I want to write a DCG predicate that will accept an alphabetic label, a space, a pseudolabel that may contain spaces or letters, another space, and another alphabetic label, and finally a period, like this:
label_madness --> label(Table1), " ", label_with_spaces(Rel), " ", label(Table2), ".".
Here's the code for labels:
label(A) --> letters(S), {string_to_atom(S, A)}, !.
label_with_spaces(A) --> letters_or_spaces(S), {string_to_atom(S, A)}, !.
letters([C|D]) --> letter(C), letters(D), !.
letters([C]) --> letter(C), !.
letters_or_spaces([C|D]) --> letter(C), letters_or_spaces(D), !.
letters_or_spaces([C|D]) --> spacehyphen(C), letters_or_spaces(D), !.
letters_or_spaces([C]) --> letter(C), !.
letters_or_spaces([C]) --> spacehyphen(C), !.

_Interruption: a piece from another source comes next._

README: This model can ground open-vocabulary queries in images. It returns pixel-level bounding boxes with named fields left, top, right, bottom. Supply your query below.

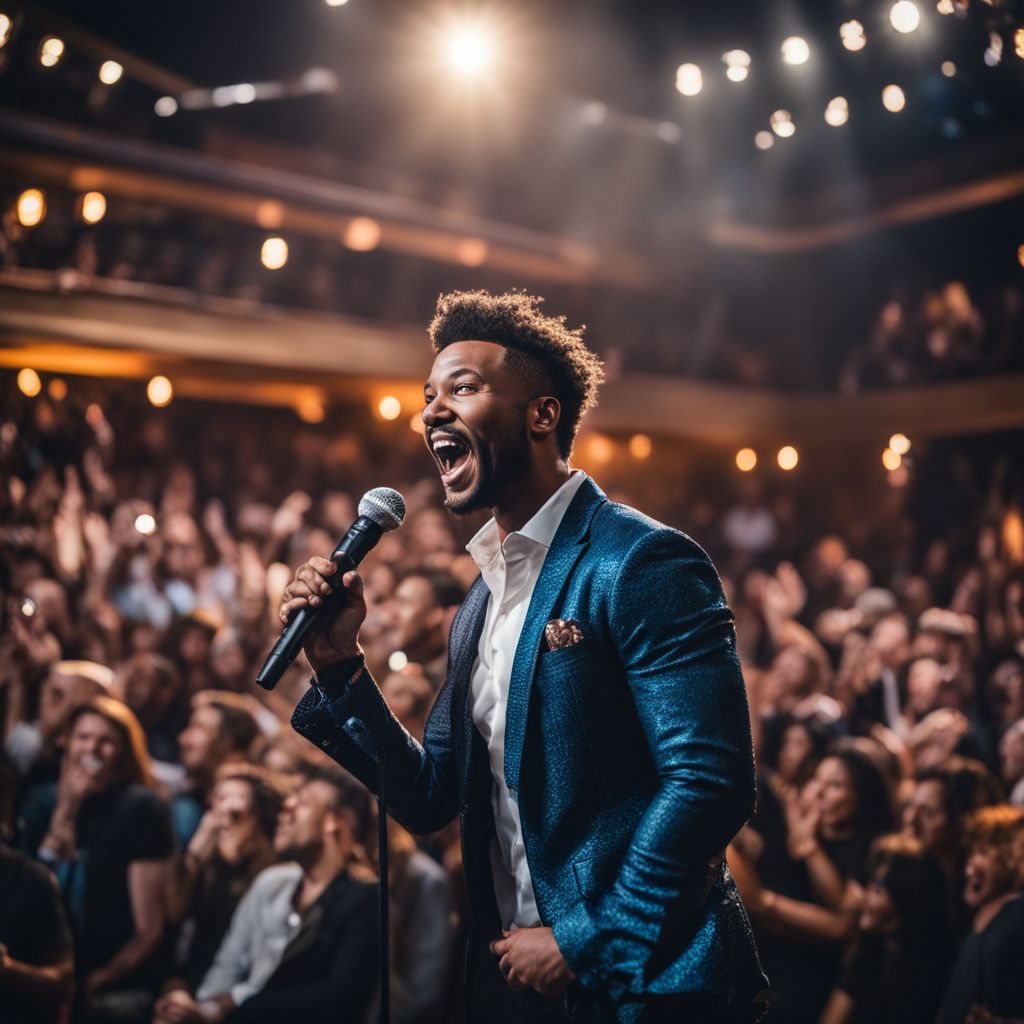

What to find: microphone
left=256, top=487, right=406, bottom=690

letter(C) --> [C], {"a"=<C, C=<"z"}, !.
letter(C) --> [C], {"A"=<C, C=<"Z"}, !.
spacehyphen(E) --> " ", {from_list("-", E)}, !. % spaces are replaced with hyphens in the pseudolabel
from_list([E], E).
Now when I feed label_madness
a string like "Alice is responsible for Bob."
, it fails. For mysterious reasons trace
refuses to work, but I assume it fails because DCG matches the whole is responsible for Bob
for Rel
. I tried with a nonspace separators between the labels and it works fine. How should I rewrite the label_with_spaces
predicate to only consume as much input as required?
The problem in your solution is that you are commiting the parse before time (using the cut, !) When you parse letters_or_spaces you really don't know how much input to process, because you have to parse until the second to last label (within spaces).
So, you should let the prolog engine backtrack in that predicate to allow the selection of the right phrase in letters_or_spaces. Something like (just showing the changes to your code, that is removing the cut from some predicate clauses):
label(A) --> letters(S), {string_to_atom(S, A)}.
label_with_spaces(A) --> letters_or_spaces(S), {string_to_atom(S, A)}.
letters_or_spaces([C|D]) --> letter(C), letters_or_spaces(D).
letters_or_spaces([C|D]) --> spacehyphen(C), letters_or_spaces(D).
letters_or_spaces([C]) --> letter(C).
letters_or_spaces([C]) --> spacehyphen(C).
You might as well change your parser a bit and instead of using backtracking just parse until the period in letters_or_spaces and then split the last label from it.